237 Reasons Why Women Have Sex
By Tanya Gold, The Guardian
www.alternet.org

DO YOU WANT to know why women have sex with men with tiny little feet?
I am stroking a book called Why Women Have Sex. It is by Cindy Meston,
a clinical psychologist, and David Buss, an evolutionary psychologist.
It is a very thick, bulging book. I've never really wondered Why Women
Have Sex. But after years of not asking the question, the answer is
splayed before me.

Meston and Buss have interviewed 1,006 women from all over the world
about their sexual motivation, and in doing so they have identified
237 different reasons why women have sex. Not 235. Not 236. But 237.
And what are they? From the reams of confessions, it emerges that
women have sex for physical, emotional and material reasons; to boost
their self-esteem, to keep their lovers, or because they are raped or
coerced. Love? That's just a song. We are among the bad apes now.

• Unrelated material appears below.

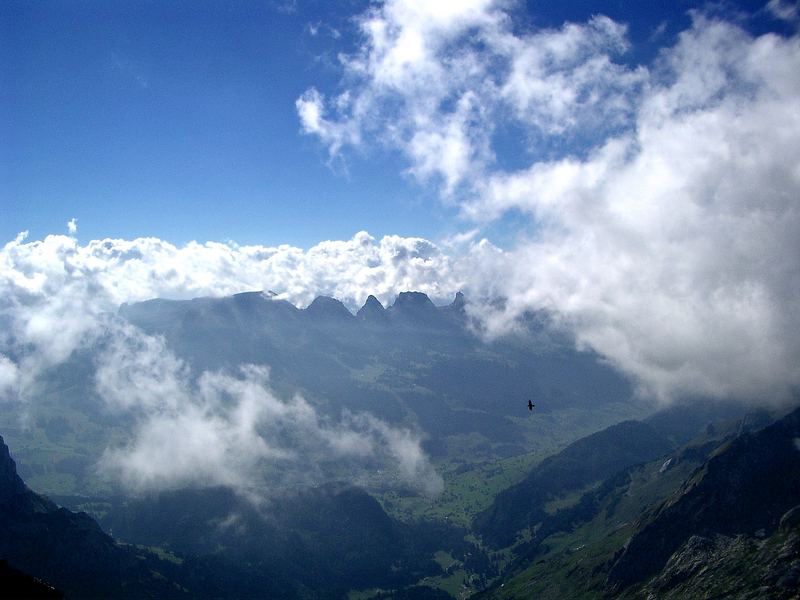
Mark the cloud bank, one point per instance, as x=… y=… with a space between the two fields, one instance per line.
x=59 y=297
x=665 y=198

Why, I ask Meston, have people never really talked about this? Alfred
Kinsey, the "father" of sexology, asked 7,985 people about their
sexual histories in the 1940s and 50s; Masters and Johnson observed
people having orgasms for most of the 60s. But they never asked why.
Why?

"People just assumed the answer was obvious," Meston says. "To feel
good. Nobody has really talked about how women can use sex for all
sorts of resources." She rattles off a list and as she says it, I
realise I knew it all along: "promotion, money, drugs, bartering, for
revenge, to get back at a partner who has cheated on them. To make
themselves feel good. To make their partners feel bad." Women, she
says, "can use sex at every stage of the relationship, from luring a
man into the relationship, to try and keep a man so he is fulfilled
and doesn't stray. Duty. Using sex to get rid of him or to make him
jealous."

"We never ever expected it to be so diverse," she says. "From the
altruistic to the borderline evil." Evil? "Wanting to give someone a
sexually transmitted infection," she explains. I turn to the book. I
am slightly afraid of it. Who wants to have their romantic fantasies
reduced to evolutional processes?

The first question asked is: what thrills women? Or, as the book puts
it: "Why do the faces of Antonio Banderas and George Clooney excite so
many women?"

We are, apparently, scrabbling around for what biologists call
"genetic benefits" and "resource benefits". Genetic benefits are the
genes that produce healthy children. Resource benefits are the things
that help us protect our healthy children, which is why women
sometimes like men with big houses. Jane Eyre, I think, can be read as
a love letter to a big house.

"When a woman is sexually attracted to a man because he smells good,
she doesn't know why she is sexually attracted to that man," says
Buss. "She doesn't know that he might have a MHC gene complex
complimentary to hers, or that he smells good because he has
symmetrical features."

So Why Women Have Sex is partly a primer for decoding personal ads.
Tall, symmetrical face, cartoonish V-shaped body? I have good genes
for your brats. Affluent, GSOH – if too fond of acronyms – and kind? I
have resource benefits for your brats. I knew this already; that is
how Bill Clinton got sex, despite his astonishing resemblance to a
moving potato. It also explains why Vladimir Putin has become a sex
god and poses topless with his fishing rod.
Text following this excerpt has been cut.